"""An agent designed to hold a conversation in addition to using tools."""

from __future__ import annotations

from typing import Any, List, Optional, Sequence, Tuple

from langchain_core._api import deprecated
from langchain_core.agents import AgentAction
from langchain_core.callbacks import BaseCallbackManager
from langchain_core.language_models import BaseLanguageModel
from langchain_core.messages import AIMessage, BaseMessage, HumanMessage
from langchain_core.output_parsers import BaseOutputParser
from langchain_core.prompts import BasePromptTemplate
from langchain_core.prompts.chat import (
    ChatPromptTemplate,
    HumanMessagePromptTemplate,
    MessagesPlaceholder,
    SystemMessagePromptTemplate,
)
from langchain_core.tools import BaseTool
from pydantic import Field

from langchain.agents.agent import Agent, AgentOutputParser
from langchain.agents.conversational_chat.output_parser import ConvoOutputParser
from langchain.agents.conversational_chat.prompt import (
    PREFIX,
    SUFFIX,
    TEMPLATE_TOOL_RESPONSE,
)
from langchain.agents.utils import validate_tools_single_input
from langchain.chains import LLMChain


@deprecated("0.1.0", alternative="create_json_chat_agent", removal="1.0")
class ConversationalChatAgent(Agent):
    """An agent designed to hold a conversation in addition to using tools."""

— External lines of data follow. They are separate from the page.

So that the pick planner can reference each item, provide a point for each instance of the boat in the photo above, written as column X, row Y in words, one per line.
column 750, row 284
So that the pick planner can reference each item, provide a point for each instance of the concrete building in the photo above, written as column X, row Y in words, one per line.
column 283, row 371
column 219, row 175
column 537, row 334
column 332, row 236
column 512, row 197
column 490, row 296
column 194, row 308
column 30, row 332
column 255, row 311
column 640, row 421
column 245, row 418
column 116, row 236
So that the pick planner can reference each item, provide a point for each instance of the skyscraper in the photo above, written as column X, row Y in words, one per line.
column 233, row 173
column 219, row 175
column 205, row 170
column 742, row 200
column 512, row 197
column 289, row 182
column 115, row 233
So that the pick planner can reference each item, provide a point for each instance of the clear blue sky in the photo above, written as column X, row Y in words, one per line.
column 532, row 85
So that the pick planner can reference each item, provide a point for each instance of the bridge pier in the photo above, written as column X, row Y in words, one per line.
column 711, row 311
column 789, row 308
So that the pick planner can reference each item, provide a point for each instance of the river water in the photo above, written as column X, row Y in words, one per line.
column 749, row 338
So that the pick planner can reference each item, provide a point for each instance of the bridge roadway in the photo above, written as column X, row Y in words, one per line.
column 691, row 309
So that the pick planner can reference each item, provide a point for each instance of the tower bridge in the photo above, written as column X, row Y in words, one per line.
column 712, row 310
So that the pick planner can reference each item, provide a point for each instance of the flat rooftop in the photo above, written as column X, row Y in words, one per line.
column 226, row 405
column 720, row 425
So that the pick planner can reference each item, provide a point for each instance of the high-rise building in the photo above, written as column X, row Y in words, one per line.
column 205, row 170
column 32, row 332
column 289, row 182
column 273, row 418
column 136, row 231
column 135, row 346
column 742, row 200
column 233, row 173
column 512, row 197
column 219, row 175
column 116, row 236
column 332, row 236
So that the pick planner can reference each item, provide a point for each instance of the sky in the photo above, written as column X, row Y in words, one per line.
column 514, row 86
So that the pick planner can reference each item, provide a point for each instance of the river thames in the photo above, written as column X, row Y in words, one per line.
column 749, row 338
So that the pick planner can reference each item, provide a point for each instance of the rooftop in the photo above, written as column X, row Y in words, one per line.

    output_parser: AgentOutputParser = Field(default_factory=ConvoOutputParser)
    """Output parser for the agent."""
    template_tool_response: str = TEMPLATE_TOOL_RESPONSE
    """Template for the tool response."""

    @classmethod
    def _get_default_output_parser(cls, **kwargs: Any) -> AgentOutputParser:
        return ConvoOutputParser()

    @property
    def _agent_type(self) -> str:
        raise NotImplementedError

    @property
    def observation_prefix(self) -> str:
        """Prefix to append the observation with.

        Returns:
            "Observation: "
        """
        return "Observation: "

    @property
    def llm_prefix(self) -> str:
        """Prefix to append the llm call with.

        Returns:
            "Thought: "
        """
        return "Thought:"

    @classmethod
    def _validate_tools(cls, tools: Sequence[BaseTool]) -> None:
        super()._validate_tools(tools)
        validate_tools_single_input(cls.__name__, tools)

    @classmethod
    def create_prompt(
        cls,
        tools: Sequence[BaseTool],
        system_message: str = PREFIX,
        human_message: str = SUFFIX,
        input_variables: Optional[List[str]] = None,
        output_parser: Optional[BaseOutputParser] = None,
    ) -> BasePromptTemplate:
        """Create a prompt for the agent.

        Args:
            tools: The tools to use.
            system_message: The system message to use.
                Defaults to the PREFIX.
            human_message: The human message to use.
                Defaults to the SUFFIX.
            input_variables: The input variables to use. Defaults to None.
            output_parser: The output parser to use. Defaults to None.

        Returns:
            A PromptTemplate.
        """
        tool_strings = "\n".join(
            [f"> {tool.name}: {tool.description}" for tool in tools]
        )
        tool_names = ", ".join([tool.name for tool in tools])
        _output_parser = output_parser or cls._get_default_output_parser()
        format_instructions = human_message.format(
            format_instructions=_output_parser.get_format_instructions()
        )
        final_prompt = format_instructions.format(
            tool_names=tool_names, tools=tool_strings
        )
        if input_variables is None:
            input_variables = ["input", "chat_history", "agent_scratchpad"]
        messages = [
            SystemMessagePromptTemplate.from_template(system_message),
            MessagesPlaceholder(variable_name="chat_history"),
            HumanMessagePromptTemplate.from_template(final_prompt),
            MessagesPlaceholder(variable_name="agent_scratchpad"),
        ]
        return ChatPromptTemplate(input_variables=input_variables, messages=messages)  # type: ignore[arg-type]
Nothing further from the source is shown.